Rayon parallelism on the lines of a text file


#1

To parallelize the first Rust solution here, I’d like to use Rayon to read the lines of the file lazily and convert them in parallel to Vec<f64>, do you know how to perform such map-reduce on the lines of the text file with Rayon?


#2

It’s a common request, e.g. rayon#46 and rayon#297. We don’t have a good answer for that yet.

If you can tolerate reading or mapping the whole file into memory (their big-data.csv is 315MB), then you could use par_lines to do the parsing.


#3

Thank you. It’s indeed probably a common need. I’ll try to map the file then.


#4

Not really rust related, but if you intend to read the whole file in memory, under linux sequentially read()ing in a loop is faster than mmap()ing (because of predictable readahead and all that).


#5

Not necessarily.

(Blanket claims about the performance of memory maps are almost certainly not the whole story. :-))


#6

Agreed. In all cases: if perf is important, benchmark.


#7

In general I can’t read the whole file in memory, because it’s large, and even if I do it in this case, the performance of Rayon par_lines on the memory-mapped file is higher up to 16 hardware not-hyperthreading threads.

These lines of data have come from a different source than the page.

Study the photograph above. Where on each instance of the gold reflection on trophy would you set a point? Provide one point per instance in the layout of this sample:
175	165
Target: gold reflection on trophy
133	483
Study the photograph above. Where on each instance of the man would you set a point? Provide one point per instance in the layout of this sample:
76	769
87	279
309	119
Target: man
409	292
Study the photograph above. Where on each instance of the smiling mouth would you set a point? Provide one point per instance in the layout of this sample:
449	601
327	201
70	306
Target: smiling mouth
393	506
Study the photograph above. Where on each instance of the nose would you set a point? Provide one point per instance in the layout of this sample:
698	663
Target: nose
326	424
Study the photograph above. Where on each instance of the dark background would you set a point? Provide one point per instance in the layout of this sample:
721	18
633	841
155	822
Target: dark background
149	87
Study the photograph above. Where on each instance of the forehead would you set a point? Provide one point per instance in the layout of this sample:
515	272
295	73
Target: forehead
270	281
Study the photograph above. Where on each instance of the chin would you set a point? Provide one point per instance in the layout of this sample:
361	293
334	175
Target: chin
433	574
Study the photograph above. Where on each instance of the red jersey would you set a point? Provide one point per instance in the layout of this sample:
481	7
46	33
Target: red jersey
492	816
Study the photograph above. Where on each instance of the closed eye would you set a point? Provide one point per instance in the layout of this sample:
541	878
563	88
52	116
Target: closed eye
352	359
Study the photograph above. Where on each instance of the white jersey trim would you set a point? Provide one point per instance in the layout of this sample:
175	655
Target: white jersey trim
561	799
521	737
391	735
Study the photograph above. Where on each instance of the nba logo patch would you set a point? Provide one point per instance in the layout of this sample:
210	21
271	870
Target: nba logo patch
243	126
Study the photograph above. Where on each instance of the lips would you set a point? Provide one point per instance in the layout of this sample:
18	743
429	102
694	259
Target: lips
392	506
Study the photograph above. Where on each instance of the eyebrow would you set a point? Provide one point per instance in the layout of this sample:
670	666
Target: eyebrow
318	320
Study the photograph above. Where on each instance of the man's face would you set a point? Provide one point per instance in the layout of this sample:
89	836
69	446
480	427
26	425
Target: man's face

Now I’m thinking how to to use Rayon on a solution that’s less functional and faster… :slight_smile:


#8

For really huge files, you could also try batching it. Read or map a large chunk into memory, process with par_lines, repeat – but you’ll have to deal with lines that straddle chunks. Reading is probably easier than mapping in that respect, as you can just retain the incomplete-line suffix as a prefix to the next read.